How do you use the chain rule to differentiate #y=(4x^3-7)^4(3x+2)^10#?

I got:

#6(4x^3 - 7)^3(3x + 2)^9(44x^3 + 16x^2 - 35)#

If you can't validly modify your answer to match this one, you've mis-factored somewhere.
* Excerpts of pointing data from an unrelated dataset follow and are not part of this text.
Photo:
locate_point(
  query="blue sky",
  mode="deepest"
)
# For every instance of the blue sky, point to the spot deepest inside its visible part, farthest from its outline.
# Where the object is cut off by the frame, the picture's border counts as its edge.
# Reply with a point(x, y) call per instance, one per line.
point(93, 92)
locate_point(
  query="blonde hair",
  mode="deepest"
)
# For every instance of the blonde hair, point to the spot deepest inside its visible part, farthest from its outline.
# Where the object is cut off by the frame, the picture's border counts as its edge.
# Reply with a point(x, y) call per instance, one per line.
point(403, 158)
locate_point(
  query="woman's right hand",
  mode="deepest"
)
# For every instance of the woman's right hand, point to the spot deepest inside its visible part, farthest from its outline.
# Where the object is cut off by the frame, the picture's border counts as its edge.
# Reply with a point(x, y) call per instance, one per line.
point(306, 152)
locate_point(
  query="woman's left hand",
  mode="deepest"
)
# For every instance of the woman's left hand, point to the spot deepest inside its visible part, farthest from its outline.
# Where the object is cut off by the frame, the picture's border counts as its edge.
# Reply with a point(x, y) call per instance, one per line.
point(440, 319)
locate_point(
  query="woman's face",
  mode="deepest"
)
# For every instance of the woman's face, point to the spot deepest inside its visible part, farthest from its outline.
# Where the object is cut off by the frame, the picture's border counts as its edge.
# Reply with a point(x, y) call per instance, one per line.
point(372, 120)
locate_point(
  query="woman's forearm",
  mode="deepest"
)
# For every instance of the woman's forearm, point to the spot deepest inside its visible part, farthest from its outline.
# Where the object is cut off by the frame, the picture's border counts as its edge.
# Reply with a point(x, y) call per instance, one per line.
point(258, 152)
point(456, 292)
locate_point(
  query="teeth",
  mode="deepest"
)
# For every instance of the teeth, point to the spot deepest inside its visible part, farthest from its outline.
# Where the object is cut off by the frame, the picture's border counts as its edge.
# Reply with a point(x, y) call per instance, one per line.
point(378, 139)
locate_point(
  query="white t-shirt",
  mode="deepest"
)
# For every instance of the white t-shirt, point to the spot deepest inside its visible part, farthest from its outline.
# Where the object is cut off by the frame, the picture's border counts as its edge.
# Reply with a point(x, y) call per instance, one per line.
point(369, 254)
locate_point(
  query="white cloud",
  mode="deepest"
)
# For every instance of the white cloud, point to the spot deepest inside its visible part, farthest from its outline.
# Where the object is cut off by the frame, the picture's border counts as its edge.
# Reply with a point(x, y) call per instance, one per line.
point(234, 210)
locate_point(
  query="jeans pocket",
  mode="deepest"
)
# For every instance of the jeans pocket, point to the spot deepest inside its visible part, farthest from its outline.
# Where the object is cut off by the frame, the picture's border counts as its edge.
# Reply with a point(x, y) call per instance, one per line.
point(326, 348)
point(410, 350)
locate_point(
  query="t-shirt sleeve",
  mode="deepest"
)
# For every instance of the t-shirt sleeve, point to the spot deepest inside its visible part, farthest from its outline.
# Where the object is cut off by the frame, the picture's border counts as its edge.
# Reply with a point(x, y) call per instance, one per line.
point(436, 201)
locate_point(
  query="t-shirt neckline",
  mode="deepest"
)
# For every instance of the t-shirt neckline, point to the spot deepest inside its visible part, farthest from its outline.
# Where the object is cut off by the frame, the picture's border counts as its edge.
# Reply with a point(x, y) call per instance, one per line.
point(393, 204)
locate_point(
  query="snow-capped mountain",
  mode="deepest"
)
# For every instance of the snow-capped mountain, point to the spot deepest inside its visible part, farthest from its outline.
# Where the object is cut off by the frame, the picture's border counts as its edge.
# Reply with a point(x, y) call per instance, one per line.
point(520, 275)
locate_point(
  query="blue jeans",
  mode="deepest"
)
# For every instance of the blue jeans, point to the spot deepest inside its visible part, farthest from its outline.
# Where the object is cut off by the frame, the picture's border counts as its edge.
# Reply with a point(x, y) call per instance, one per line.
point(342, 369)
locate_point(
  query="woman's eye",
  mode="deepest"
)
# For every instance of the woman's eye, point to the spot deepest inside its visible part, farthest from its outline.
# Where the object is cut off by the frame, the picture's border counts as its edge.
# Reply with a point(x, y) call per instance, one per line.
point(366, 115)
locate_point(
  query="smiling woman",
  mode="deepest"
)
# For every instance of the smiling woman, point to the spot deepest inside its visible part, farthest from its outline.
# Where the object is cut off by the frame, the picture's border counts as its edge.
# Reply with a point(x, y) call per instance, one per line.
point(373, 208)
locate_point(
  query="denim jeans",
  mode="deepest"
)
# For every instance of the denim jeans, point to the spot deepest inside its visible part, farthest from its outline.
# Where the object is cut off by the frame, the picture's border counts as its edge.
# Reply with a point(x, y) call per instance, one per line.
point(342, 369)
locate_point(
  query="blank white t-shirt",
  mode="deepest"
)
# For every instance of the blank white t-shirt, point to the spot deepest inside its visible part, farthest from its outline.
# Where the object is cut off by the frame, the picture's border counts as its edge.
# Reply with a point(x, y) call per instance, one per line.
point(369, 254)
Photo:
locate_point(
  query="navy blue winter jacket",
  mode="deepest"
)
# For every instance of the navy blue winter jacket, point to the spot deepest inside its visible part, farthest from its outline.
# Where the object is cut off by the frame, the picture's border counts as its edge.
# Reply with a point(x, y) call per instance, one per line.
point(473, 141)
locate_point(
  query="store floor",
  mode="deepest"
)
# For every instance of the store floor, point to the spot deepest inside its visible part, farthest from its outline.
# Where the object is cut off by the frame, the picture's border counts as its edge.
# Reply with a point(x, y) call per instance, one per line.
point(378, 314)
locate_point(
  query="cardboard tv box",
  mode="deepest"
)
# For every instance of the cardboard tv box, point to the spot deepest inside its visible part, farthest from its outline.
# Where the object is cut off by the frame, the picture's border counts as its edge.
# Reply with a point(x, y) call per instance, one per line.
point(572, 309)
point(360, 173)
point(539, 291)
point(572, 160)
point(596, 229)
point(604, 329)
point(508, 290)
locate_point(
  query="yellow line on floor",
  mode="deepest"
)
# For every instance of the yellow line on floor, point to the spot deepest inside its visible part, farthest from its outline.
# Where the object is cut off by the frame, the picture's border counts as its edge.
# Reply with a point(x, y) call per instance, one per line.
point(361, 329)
You would use the product rule on these terms, and the chain rule while using the product rule.

Product Rule:

#\mathbf(d/(dx)[f(x)g(x)] = f(x)g"'"(x) + g(x)f"'"(x))#

Chain Rule:

#\mathbf(d/(dx)[f(g(x))] = f"'"(g(x))*g"'"(x))#

Therefore, what you have (without the chain rule) is:

#d/(dx)[(4x^3 - 7)^4(3x + 2)^10]#

#= (4x^3 - 7)^4*10(3x + 2)^9 + (3x + 2)^10*4(4x^3 - 7)^3#

Now, incorporate the chain rule to finish this step and get:

#= (4x^3 - 7)^4*10(3x + 2)^9*3 + (3x + 2)^10*4(4x^3 - 7)^3*12x^2#

Now, group terms before factoring:

#= 30(4x^3 - 7)^4(3x + 2)^9 + 48x^2(4x^3 - 7)^3(3x + 2)^10#

Factor out common terms:

#= (4x^3 - 7)^3[30(4x^3 - 7)(3x + 2)^9 + 48x^2(3x + 2)^10]#

#= (4x^3 - 7)^3(3x + 2)^9[30(4x^3 - 7) + 48x^2(3x + 2)]#

Factor a little bit more:

#= 6(4x^3 - 7)^3(3x + 2)^9[5(4x^3 - 7) + 8x^2(3x + 2)]#

And maybe distribute inner terms:

#= 6(4x^3 - 7)^3(3x + 2)^9(20x^3 - 35 + 24x^3 + 16x^2)#

#= color(blue)(6(4x^3 - 7)^3(3x + 2)^9(44x^3 + 16x^2 - 35))#

That's probably simplified enough. Either way, it's correct.